Problemas de humedad y condensación
Problemas de humedad en un piso: leer el síntoma antes de actuar
Las tres guías de esta sección describen el mismo fenómeno en tres momentos distintos: cuando solo hay agua en el cristal, cuando ya hay mancha en la pared y cuando todo empezó justo después de una reforma. Antes de decidir qué hacer conviene saber en cuál de los tres estás, porque la medida que resuelve uno puede no tocar nada en los otros.
En esta sección
- Condensación en las ventanas: lo que el cristal avisa antes que la pared
El primer aviso y el más fácil de interpretar: el agua del vidrio significa una cosa distinta según esté por dentro, por fuera o entre los dos cristales.

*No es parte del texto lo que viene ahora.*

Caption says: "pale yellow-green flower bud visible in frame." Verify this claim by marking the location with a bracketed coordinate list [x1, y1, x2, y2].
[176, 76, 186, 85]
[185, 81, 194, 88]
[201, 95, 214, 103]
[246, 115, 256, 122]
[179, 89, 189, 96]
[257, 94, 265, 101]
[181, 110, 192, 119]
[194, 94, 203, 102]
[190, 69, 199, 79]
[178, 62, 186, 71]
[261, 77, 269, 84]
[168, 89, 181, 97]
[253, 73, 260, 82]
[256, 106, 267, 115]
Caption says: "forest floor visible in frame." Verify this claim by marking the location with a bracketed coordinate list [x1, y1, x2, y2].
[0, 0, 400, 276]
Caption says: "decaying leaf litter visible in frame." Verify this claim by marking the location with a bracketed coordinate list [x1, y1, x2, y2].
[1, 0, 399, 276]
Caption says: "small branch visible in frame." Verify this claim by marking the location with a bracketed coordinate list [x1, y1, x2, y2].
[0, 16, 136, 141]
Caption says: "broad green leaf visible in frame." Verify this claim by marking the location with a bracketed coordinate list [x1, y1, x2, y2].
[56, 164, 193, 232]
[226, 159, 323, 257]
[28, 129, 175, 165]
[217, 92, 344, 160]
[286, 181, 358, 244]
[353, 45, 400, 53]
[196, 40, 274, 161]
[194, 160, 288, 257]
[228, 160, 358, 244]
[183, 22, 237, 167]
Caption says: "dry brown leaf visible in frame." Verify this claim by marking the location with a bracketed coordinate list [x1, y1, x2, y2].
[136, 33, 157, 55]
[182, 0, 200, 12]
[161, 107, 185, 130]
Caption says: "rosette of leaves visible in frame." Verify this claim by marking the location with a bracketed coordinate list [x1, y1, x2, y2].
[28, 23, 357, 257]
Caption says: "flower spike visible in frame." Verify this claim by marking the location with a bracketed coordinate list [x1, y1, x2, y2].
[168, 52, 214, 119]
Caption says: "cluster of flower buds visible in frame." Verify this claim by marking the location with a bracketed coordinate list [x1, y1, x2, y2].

- Condensación en las paredes: el mecanismo y las tres palancas
El mismo fenómeno cuando ya ha llegado al muro. Qué tres factores actúan a la vez y por qué la mancha sale donde no se genera el vapor.
- Condensación después de cambiar las ventanas: qué ha cambiado en realidad
Para el caso que tiene fecha: ventanas nuevas, vivienda más estanca y una vía de renovación de aire que desaparece sin sustituto.
El agua que ves ya estaba dentro de casa
Esa es la diferencia entre esta familia de páginas y el resto de humedades. En una condensación no entra agua por ningún sitio: el vapor que producen las duchas, la cocina, la ropa tendida dentro y las propias personas se vuelve líquido en cuanto encuentra una superficie por debajo de su punto de rocío.
De ahí salen los tres síntomas de esta sección. No son tres averías, son tres fotogramas del mismo proceso.
Por qué el recorrido empieza en el cristal
Un vidrio es delgado, no acumula calor y da directamente a la calle, así que suele ser la primera superficie de la habitación en bajar del punto de rocío. Cuando el agua ha llegado al muro o al fondo de un armario, el mecanismo lleva funcionando bastante más tiempo.
Por eso la primera guía no es la versión pequeña de la segunda. Es la que permite recorrer la casa entera una mañana temprano y salir con un mapa: en qué habitaciones hay agua, en qué parte del hueco y qué puertas pasaron la noche cerradas.
La pregunta que más ordena el caso: ¿desde cuándo?
Antes que cualquier medición está la fecha. Una humedad que ha estado siempre y otra que arrancó un mes concreto —después de cambiar la carpintería, de cerrar una galería, de que en casa vivan más personas— piden lecturas distintas aunque la mancha se parezca.
Cuando la respuesta es "desde la obra", la tercera guía va primero: lo que ha cambiado no es cuánto vapor se genera, sino por dónde se iba.
Lo que estas páginas no pueden decidir por ti
No toda la humedad es condensación. Una filtración, una humedad que sube desde el terreno o una entrada de agua de lluvia son mecanismos distintos, se corrigen de otra manera y no se separan con fiabilidad sin ver la vivienda. Renovar mejor el aire no los toca.
Tampoco hay aquí un dictamen sobre tu caso, ningún cálculo de caudales ni ningún servicio. Y nada de lo que se explica pasa por abrir un conducto comunitario, manipular una instalación eléctrica o aplicar productos sobre el moho.
Antes de comprar un aparato
En una condensación actúan tres cosas a la vez: el vapor que se genera dentro, el aire que se renueva y la temperatura de las superficies más frías. Toda medida que funcione mueve alguna de las tres, y hay un gesto que no mueve ninguna: secar el cristal cada mañana.
Averiguar cuál de las tres tienes peor cuesta una semana de mirar y no cuesta dinero. Es exactamente lo que estas tres páginas están escritas para ayudarte a hacer.
Y conviene hacerlo aquí, no con consejos importados: en la costa mediterránea los inviernos son suaves y húmedos y los veranos calurosos y húmedos, de modo que las recetas pensadas para climas fríos y secos no encajan tal cual.